After her MBA, Stacy held a couple of senior management positions with corporations in Hong Kong but resigned earlier this year because she found it difficult to work with her new boss. (Well, it’s true when they say people don’t quit companies, they quit bosses.)
After a few months’ break, Stacy told me she yearns to work again because she’s not comfortable spending her husband’s money.
Don’t get me wrong – Stacy’s independently wealthy; her family owns properties all over the world and in Hong Kong her parents’ home is a mansion at the Peak.
She didn’t really need to spend her husband’s money.
But Stacy has principles and is a morally upright person.
Stacy makes me think of women who are different from her – mainly the tai tais among us – women who don’t work and depend on their husbands’ money for spas, lunches and shopping.
You can find these women at some of the chichi eating places in town.
When she was young, Eva was told that marrying a rich husband should be a priority – not just any rich husband, mind you, but preferably an educated one too. So Eva reckoned the best place to meet such a husband would be at the university. Eva struggled but couldn’t make it to the local uni. She eventually went abroad and true enough this manipulative, conniving woman snagged her man.
They came back. (He graduated, she dropped out, but what the heck, she got her man anyway.) They got married, raised a kid. They drove a SLK each (she changed to another SLK after three months of getting hers because she didn’t like the color of the upholstery.) They lived in district 10; ate at every new restaurant, flew first class for skiing holidays, stayed only in suites. He worked, she went for facials, detox, nibbled at organic salads at Marmalade Pantry, TWG, Jones the Grocer and PS Café, (all those places in town where the waiters and waitresses are known for their shitty attitudes), went to all those restaurants operated by celebrity chefs at the integrated resorts with other tai tais like her, and shopped at Prada and Louis Vuitton. Wore only Christian Louboutin and Manolo Blahnik shoes. Even their little kid was decked up in designer togs. Yup did the tai tai thing; the whole nine yards indeed.

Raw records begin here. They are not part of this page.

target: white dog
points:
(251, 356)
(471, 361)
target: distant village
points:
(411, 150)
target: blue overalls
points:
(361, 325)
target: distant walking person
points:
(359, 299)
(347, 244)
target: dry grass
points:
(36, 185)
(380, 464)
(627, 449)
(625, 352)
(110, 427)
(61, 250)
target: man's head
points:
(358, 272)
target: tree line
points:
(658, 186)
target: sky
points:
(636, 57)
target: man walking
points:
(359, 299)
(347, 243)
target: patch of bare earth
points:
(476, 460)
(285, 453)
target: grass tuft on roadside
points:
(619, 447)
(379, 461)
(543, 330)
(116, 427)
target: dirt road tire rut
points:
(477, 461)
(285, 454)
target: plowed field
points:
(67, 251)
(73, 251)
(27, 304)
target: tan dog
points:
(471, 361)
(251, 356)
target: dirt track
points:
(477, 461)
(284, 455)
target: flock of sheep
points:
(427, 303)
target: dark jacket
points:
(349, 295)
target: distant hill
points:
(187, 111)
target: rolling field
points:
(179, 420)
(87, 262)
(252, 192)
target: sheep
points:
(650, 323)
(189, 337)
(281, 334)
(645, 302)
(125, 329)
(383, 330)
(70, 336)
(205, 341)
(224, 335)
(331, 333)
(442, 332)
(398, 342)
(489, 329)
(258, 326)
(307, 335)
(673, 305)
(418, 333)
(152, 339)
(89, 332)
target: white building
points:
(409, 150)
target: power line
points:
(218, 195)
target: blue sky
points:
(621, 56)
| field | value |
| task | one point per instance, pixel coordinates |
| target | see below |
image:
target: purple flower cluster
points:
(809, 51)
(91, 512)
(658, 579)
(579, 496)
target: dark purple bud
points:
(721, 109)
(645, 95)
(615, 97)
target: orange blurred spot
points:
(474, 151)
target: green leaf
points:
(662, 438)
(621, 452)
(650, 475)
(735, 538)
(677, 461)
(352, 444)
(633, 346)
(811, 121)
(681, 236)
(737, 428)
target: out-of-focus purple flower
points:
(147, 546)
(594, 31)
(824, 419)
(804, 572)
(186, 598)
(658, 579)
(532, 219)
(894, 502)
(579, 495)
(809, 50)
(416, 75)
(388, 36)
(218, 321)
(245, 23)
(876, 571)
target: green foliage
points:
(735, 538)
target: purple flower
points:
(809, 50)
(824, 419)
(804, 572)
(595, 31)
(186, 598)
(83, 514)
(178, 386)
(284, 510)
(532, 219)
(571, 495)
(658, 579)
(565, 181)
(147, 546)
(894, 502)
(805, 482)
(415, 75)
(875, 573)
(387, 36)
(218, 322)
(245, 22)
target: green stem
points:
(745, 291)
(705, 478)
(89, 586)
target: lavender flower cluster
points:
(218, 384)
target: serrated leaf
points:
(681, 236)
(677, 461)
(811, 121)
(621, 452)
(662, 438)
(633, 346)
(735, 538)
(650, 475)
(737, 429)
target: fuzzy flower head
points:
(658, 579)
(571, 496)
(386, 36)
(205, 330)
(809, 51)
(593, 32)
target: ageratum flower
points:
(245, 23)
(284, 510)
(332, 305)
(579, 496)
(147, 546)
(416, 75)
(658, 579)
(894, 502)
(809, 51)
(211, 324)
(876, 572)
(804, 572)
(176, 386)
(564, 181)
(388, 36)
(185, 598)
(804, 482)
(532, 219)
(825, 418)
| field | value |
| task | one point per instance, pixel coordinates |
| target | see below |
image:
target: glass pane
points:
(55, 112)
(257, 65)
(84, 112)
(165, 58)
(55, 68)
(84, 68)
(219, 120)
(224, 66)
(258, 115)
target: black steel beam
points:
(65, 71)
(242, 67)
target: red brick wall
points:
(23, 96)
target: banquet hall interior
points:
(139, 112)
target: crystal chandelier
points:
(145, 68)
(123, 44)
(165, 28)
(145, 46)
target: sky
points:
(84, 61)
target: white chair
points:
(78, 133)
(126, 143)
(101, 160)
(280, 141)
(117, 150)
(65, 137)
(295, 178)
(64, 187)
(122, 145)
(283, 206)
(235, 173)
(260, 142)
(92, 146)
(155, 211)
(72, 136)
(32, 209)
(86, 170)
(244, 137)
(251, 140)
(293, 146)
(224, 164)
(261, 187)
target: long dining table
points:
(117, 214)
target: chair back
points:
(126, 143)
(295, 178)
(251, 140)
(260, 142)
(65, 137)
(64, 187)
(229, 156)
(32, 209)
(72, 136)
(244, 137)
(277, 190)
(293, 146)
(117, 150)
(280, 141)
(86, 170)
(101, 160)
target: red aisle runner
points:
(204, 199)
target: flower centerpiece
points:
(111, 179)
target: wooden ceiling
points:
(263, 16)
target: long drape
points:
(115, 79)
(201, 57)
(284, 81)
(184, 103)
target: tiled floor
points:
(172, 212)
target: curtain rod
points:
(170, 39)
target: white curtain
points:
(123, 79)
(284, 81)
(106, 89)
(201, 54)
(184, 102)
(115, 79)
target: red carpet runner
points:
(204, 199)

Then the economic crisis hit, money became tight; golf and polo lessons for their little boy had to be stopped, causing her much embarrassment to the extent that she stayed away from other tai tais; only to compound the problem. “Where did Eva disappear to? I mean she was on first-name basis with chefs like Justin Quek you know?” The husband got bored with her (“We had nothing to talk about, she’s a bimbo with zero practical intelligence; and she thinks she can cook but I’d rather eat laksa at the food court” he told a mutual friend) so he found someone else. “Men need mental stimulation too, not just sex, it’s refreshing to be able to discuss the Arab Spring with Bernice; besides, Bernice’s younger and prettier, and her folks are not condescending, pretentious snobs,” he confided. Bernice, his new love, is an investment banker. Eva? Just a housewife. Eventually he walked out, leaving their kid with her. After the sums were done, she actually got very little in the end – the SLKs had to be paid up, ditto the mortgage. And there were all those credit card bills she chalked up.
Eva’s alone today, all dressed up and nowhere to go.
She tried giving tuition to students, but years of not working, and unfamiliarity with current school curriculum meant that she lasted all but three weeks as a tuition teacher.
No longer insulated by what money could buy, Eva crashed.
She’s now a patient at Woodbridge, has suicidal ideation and has been put on suicide watch 24/7.
Not all women who lunch will end up like Eva, of course.
When I look at women like her, very unflattering thoughts come to my mind. I also feel a tinge of pity too. But didn’t they get themselves into this state? It is always their own doing!
Parasitic women like Eva who lead decadent lives like hers, living off their husbands, featherbedding themselves using money they’ve never earned, undermine the efforts of ordinary men and women who struggle every day to meet the demands of family and working life. They are also not good role models for the younger generation.
Women like Stacy tells me that there are still good women in the world today.
When they grow up, I hope my two sons will marry someone with Stacy’s qualities.